How much light do you need to get rid of these unpleasant symptoms? More than you can get indoors with ordinary room lighting, which is about 50-200 lux. (Lux is one way to measure light levels.) The simplest way to get enough bright light is to spend an hour a day or more outdoors, where the light levels range from 1,000 to 50,000 lux or more.
But there may be times when you can't spend that much time outdoors. The weather may be miserable or your calendar too jam-packed. Or you may be kept indoors by an injury, physical handicap, or prolonged illness. An alternative is to purchase a light therapy device.

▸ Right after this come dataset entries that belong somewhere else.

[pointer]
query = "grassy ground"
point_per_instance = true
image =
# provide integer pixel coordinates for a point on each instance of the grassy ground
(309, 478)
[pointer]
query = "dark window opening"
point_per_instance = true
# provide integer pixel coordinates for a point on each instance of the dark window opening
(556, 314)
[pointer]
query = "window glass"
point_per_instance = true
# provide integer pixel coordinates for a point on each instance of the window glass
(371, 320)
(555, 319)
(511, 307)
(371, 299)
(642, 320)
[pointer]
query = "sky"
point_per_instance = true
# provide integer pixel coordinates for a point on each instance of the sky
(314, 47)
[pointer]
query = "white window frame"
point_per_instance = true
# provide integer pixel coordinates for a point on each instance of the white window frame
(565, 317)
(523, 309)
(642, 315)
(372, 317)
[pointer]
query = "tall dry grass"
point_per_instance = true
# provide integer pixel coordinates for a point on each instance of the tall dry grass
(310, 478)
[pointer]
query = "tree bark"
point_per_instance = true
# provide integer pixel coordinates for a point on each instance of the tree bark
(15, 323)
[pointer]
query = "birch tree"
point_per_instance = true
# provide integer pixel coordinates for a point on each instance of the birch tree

What kind of light therapy product works best? According to the research, you won't get much relief from "full-spectrum light bulbs," the kind you find in the supermarket or from widely advertised lamps such as the "Ott" light. You may find the color more appealing, but the light won't have much effect on your mood. (2)
For the most benefits, the light source either has to be very bright, 5,000 lux or more, or it has to be a very specific wavelength (such as the Apollo BLUEWAVE™, which is measured in photons/cm2). Brand new research shows that if you have light in a particular spectrum (around 460 nanometers, which is in the blue range) you will get benefits from much dimmer light.(3)
The majority of light therapy products on the market use fluorescent tubes. Compared with other sources of light, they're more energy efficient and less of a fire hazard. People who don't like the idea of fluorescent lights are probably thinking about the buzzing, flickering, unflattering light of years ago. Today's fluorescents have electronic components that have all but eliminated the annoying buzz and flicker. A more advanced type of light uses "light-emitting diodes" or LEDs and is very compact and light weight. A 5,000 lux phototherapy device that uses LEDs is as effective as a 10,000 lux device that uses fluorescent tubes. LEDs are also very compact, which has ushered in the new generation of ultra-light therapy devices.
No matter what kind of light you buy, make sure that it's UV-shielded. UV light increases your risk of cataracts and a more serious eye disorder called "macular degeneration." Tanning lights are a definite "no" because they emit a considerable amount of UV light and can increase your risk of certain skin cancers.
What time of day should you schedule your light session? Some, but not all, studies give a slight edge to morning light. But light at any time of the day has mood-enhancing, energizing effects. The only caveat is that you should not use bright light in the late evening hours because it will block your production of melatonin, depriving you of its calming, soothing, healing effects.
Finally, can you get too much light? Bright artificial light can trigger mania in some people with a condition called "bipolar disorder," formerly known as manic depression. And a small minority of healthy people report that getting an hour or more of very bright light can make them feel "jittery" or anxious or interfere with their sleep. (Especially if they get the bright light in the evening hours.) If you feel jittery when using a light box, simply shorten your exposure time until these symptoms go away. Of course, there are no known adverse reactions to natural outdoor light, —as long as you protect yourself from the UV rays!
As you begin to add more light to your life, keep in mind that the underlying goal is to recreate the natural outdoor environment—very bright in the daytime and blessedly dark at night. Turn off the bright lights in the late evening hours and switch to soothing, melatonin-enhancing dim light.